她笑了笑,廊下的灯映在她眼底,明明灭灭,“明日参加完离岁的及笄之礼,我们也该回去了,这司首的位置,我怕是争不过帝君了。”
“未必。”
时嬴轻轻吐出这两个字后,停了许久,久到令谢拂池抬起头。
时嬴与她这种夜间不能眠的不同,他刚刚应该是已经要入睡了,故而换了一身月白长衣。
衣袖柔软地垂下,若流云一般轻缓,似清风一般柔润。而其中伸出的那只手修长,骨节分明,颜色却是极白。
此刻他正握住了一片暮春飘进来的杏叶,翠绿的叶。
“白诃之事,你打算如何处理?”
他说了那模棱两可的字后,竟又谈起了白诃的事。
谢拂池苦笑一声,“我要是说我已经放了他呢?”
时嬴也不意外,天道誓约如此苛刻,总不能真的拿道心作假。他将叶放在窗台上,“我会当做不知道。”
这话倒是出乎意料,言下之意竟是默许她放虎归山。
谢拂池不由得又看了他一眼。
神君目光澹澹,明净如初,“只是虚华镜不该留存世间。”
谢拂池点点头,“自然,我回天界后会将它沉入无妄海。”
而后谢拂池是一夜无眠,夜间仿佛听到离岁在院子里嘶声叫吼,不由地过去一看。
只见离岁穿着寝衣,在院子里不断拿头撞着墙,秋洛水从后面抱住她,眼中泪水盈盈,“阿岁,别这样,别这样。”

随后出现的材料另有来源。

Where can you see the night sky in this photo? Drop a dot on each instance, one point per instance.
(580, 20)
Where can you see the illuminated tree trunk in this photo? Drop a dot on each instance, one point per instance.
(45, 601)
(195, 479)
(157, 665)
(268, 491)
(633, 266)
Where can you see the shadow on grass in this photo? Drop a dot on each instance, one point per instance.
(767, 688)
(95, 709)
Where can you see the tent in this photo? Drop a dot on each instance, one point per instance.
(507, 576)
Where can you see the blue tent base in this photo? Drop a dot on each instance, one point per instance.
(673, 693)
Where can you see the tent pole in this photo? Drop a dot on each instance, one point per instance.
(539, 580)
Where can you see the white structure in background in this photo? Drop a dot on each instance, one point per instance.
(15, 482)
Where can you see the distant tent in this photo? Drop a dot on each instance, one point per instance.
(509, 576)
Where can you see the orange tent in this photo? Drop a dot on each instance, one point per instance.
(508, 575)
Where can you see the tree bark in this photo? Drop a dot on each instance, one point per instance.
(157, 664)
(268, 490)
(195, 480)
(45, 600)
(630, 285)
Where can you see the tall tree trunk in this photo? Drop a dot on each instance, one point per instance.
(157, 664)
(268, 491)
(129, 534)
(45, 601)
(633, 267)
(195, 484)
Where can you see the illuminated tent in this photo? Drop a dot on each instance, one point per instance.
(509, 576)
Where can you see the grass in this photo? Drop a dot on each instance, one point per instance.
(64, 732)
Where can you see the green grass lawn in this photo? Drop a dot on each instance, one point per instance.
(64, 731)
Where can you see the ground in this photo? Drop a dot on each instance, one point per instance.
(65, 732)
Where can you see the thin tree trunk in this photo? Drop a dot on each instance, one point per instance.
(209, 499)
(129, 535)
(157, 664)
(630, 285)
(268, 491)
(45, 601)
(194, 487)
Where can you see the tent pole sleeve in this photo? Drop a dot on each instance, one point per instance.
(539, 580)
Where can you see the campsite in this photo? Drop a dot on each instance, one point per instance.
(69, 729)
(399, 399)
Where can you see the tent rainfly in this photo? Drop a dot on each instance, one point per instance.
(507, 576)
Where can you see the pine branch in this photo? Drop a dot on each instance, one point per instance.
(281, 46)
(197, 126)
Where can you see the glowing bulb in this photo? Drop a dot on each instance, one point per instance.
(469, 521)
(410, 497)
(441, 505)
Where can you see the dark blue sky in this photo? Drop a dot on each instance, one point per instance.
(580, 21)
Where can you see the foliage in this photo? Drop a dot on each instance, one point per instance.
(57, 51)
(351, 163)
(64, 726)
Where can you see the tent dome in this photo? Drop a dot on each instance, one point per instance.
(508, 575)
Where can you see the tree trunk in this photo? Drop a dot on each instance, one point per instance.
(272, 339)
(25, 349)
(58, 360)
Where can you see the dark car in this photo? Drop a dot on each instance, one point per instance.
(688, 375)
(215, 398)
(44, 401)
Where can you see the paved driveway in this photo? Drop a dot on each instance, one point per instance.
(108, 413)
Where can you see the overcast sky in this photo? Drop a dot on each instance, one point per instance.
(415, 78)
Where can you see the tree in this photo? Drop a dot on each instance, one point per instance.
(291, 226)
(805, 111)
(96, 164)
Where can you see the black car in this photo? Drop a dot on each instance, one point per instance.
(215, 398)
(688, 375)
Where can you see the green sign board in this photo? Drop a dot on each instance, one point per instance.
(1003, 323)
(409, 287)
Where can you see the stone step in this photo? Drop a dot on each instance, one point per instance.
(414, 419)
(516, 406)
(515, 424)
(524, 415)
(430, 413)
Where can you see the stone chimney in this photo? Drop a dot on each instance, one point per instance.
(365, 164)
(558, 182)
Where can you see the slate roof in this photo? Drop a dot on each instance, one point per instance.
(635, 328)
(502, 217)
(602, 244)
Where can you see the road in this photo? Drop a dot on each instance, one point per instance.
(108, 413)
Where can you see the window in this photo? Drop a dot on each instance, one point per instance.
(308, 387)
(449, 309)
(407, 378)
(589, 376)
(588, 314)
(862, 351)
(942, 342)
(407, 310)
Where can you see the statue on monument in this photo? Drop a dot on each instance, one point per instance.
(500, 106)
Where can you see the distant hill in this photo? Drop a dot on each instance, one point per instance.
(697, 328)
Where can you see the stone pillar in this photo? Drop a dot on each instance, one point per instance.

离岁却发了疯一样挣脱她,喉间发出了如同男人一样的痛苦叫声。谢拂池刚要出手,忽然离岁又软了身子,躺倒在秋洛水怀中。
秋洛水眼中满溢出悲伤,随后才发现站在门口的谢拂池,忙擦了一下眼泪,“让你看笑话了,她打小有这个毛病。”
谢拂池倒是觉得不碍事,只是想给她瞧瞧时,秋洛水摇了摇头,“看不好的。”
随后抱了离岁回房。
到了次日,离岁倒是恢复了正常,只是眼中红丝更加多了,不知是不是身体原因,她越来越不爱缠着时嬴了,对谢拂池也更加有礼了。
一连数日,直至及笄前夕,离岁睡的安稳,一夜没有发出任何声音。